Quand Anéxa retrouva la vue, nous nous assîmes sur un banc en pierre recouvert de mousse au rez-de-chaussée de la tour de guet. Seule la moitié du bâtiment construit sur une colline avait survécu au temps : il ne restait qu'un mur épais et des petites ouvertures situées le long d'un escalier en colimaçon.
Avant de lire un poème, je montrai à la rousse la mystérieuse clé en or. Anéxa la prit difficilement dans ses mains à cause de ses bandages et la scruta de près. Dans un premier temps, elle ne découvrit rien de particulier. Puis, en inspectant l'anneau arrondi, elle vit grâce à sa vue perçante une minuscule tache rouge au centre d'un trèfle à quatre feuilles.

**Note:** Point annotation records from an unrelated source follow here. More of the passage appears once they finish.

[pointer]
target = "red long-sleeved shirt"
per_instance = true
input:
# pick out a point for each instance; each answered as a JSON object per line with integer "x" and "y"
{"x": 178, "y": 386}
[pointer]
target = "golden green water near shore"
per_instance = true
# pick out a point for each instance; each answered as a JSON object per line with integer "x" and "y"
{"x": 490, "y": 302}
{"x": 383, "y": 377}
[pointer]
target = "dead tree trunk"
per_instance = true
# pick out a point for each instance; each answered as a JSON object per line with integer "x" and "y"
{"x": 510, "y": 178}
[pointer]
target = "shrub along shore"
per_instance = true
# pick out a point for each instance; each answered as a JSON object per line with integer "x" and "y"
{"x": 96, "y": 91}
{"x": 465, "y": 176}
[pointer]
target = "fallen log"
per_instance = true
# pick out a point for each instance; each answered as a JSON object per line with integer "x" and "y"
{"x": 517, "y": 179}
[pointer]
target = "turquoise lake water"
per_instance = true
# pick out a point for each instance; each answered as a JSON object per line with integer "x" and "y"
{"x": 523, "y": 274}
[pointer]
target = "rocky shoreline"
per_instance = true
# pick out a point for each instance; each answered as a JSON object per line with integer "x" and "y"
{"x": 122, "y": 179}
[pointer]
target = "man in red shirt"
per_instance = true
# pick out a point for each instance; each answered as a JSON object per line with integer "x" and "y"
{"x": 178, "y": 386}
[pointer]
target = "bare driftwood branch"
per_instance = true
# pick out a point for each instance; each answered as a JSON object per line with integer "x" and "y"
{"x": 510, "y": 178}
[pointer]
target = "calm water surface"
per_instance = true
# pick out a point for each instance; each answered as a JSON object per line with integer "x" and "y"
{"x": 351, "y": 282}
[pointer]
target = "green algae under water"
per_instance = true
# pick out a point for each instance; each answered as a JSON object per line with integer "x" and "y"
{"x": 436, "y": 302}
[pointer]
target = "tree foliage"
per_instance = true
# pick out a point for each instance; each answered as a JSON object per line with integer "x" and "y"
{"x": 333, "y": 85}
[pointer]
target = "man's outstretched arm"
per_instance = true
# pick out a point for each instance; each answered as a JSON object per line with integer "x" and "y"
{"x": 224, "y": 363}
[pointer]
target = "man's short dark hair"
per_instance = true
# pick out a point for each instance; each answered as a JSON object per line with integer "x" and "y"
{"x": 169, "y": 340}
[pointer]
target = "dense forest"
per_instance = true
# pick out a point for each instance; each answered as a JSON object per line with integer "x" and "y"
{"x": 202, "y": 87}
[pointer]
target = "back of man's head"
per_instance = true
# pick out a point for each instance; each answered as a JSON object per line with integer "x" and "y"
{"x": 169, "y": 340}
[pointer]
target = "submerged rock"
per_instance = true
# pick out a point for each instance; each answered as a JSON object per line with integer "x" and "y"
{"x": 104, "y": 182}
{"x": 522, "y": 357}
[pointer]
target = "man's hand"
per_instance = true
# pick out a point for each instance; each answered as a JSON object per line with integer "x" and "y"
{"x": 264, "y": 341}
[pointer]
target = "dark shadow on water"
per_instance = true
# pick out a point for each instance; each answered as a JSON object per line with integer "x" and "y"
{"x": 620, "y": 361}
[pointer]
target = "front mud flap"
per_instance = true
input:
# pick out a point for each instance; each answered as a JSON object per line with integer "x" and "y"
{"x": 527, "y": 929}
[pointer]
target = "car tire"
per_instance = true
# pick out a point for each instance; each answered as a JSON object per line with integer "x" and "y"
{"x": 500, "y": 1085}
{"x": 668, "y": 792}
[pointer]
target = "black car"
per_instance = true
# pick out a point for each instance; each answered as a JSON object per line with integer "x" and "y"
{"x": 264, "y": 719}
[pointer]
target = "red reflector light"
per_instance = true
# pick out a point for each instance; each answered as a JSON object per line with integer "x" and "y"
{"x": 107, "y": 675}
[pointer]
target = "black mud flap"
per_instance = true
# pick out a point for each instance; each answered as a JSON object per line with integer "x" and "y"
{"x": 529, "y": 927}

— Ce motif me fait penser à la légende de Siömur, remarqua Anéxa en me rendant la clé. Je l'ai entendu à la taverne la semaine dernière. Tu la connais ?
— Non, répondis-je en fixant le trèfle comme s'il allait me révéler ses secrets.
— Il y a bien longtemps, narra Anéxa, les dieux primordiaux Sérina et Krioz siégeaient sur le Trône du Chaos. Ils dirigeaient un panthéon d'une centaine de divinités. Sérina, la personnification de la Vie, offrait aux paysans une récolte abondante et aux chasseurs une grande quantité de gibier. Krioz, le dieu de la connaissance et de la sagesse, enseigna aux mortels les arts savants. Ils avaient une fille : Siömur, qui fut nommée à neuf ans déesse des voleurs à cause de sa cleptomanie.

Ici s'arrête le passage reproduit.